Observing confidentiality in public

The saying ‘Loose lips sink ships’ was displayed prominently on posters during the second world war to advise military personnel and others to avoid chatter involving information that could be used by the enemy. A key question is to what extent does this apply now that mobile technology is everywhere. Undertaking 100% of professional work inside an office is a thing of the past; people work from any location including trains, aeroplanes and more commonly now in coffee shops. External observers can take advantage of the information on laptop screens, handwritten notes and discussions between people.

Earlier this year in London, while sitting in a coffee shop, I was close enough to overhear a conversation about a security incident. Sound travels, and without any real effort to listen or intention to earwig, it was apparent what these men were talking about and were concerned that a data breach may have occurred. Initially, the information could have been about any company, anywhere or any system. It could have been about their employer or one of their employer’s client’s systems. The details here have been left intentionally vague, but the conversation didn’t end there:

  • Clients won’t be happy – such a reference indicated that a data breach could have occurred with one of their internal systems involving their customer data, rather than a system belonging to one of their clients.
  • Branded stationery – overhearing a conversation was one thing but getting up for a coffee refill made corporate stationery visible without any effort or intention to spy; everything was in my face as I walked past them.
  • Laptop screensaver – companies often give away corporate stationery to clients for marketing and brand awareness.
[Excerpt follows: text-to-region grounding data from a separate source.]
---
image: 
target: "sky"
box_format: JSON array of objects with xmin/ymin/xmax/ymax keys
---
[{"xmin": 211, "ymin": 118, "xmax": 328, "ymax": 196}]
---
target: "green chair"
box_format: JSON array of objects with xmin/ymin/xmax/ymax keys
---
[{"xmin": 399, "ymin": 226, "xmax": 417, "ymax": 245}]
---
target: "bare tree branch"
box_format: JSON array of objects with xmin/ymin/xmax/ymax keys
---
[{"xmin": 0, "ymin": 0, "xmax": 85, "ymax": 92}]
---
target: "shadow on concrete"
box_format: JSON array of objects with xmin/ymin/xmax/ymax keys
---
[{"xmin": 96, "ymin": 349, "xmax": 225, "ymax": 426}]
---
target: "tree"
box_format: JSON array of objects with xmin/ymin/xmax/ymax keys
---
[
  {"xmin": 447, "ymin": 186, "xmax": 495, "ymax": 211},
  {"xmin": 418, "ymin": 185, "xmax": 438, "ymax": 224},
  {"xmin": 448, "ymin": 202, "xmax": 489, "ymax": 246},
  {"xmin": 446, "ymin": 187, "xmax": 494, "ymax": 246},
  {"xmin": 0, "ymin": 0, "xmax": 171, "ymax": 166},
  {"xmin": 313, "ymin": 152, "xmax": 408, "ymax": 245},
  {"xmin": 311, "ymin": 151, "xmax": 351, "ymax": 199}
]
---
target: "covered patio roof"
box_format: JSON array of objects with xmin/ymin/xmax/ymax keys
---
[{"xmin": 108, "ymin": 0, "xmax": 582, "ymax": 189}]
Therefore it was not a given that these individuals worked for the company whose branded pens were visible but returning to my seat and noticing a corporate screensaver on one of the laptops advertising the business was additional confirmation.
  • Identified vulnerability – the discussion overheard was sufficient for me to understand the nature of the issue and how someone would exploit it.

How to use this information requires little imagination.

Several years ago, I overheard two people discussing their wills over dinner in a restaurant and how they needed to get them replaced due to changes in circumstances. Shortly after, when a neighbouring couple was ready to leave, the man approached them and said, ‘Sorry, I couldn’t help overhear you mention that you needed new wills. Here is my business card. Give me a call’. This example is innocuous; however, depending on the context, the consequences could be quite severe, such as revealing information that could influence the stock market.

Thoughts include:

  • Avoid discussing sensitive issues in public.
  • Avoid using names of companies in the discussion. Using alternatives such as ‘we’ and ‘the client’ will often be more than sufficient.
  • Use anonymous tagging of corporate laptops so that nothing on the outside identifies ownership if it is lost or stolen. The value of the data on laptop computers will depend on the owner, and effort is less likely to be expended if ownership is unknown.
  • Remove visible branding from the operating system, so if it is lost or stolen, and someone turns on the laptop, it is not possible to identify the owner. More challenging than it sounds if the network domain name and the company name are the same.
  • Using BitLocker Device Encryption (Windows Vista through to Windows 10) with a boot-up password will prevent the operating system from loading until you enter the correct password. An unauthorised user won’t be able to identify corporate ownership.

Being security conscious in public places is essential. Almost every time I have coffee somewhere, I hear something which someone could use for malicious purposes.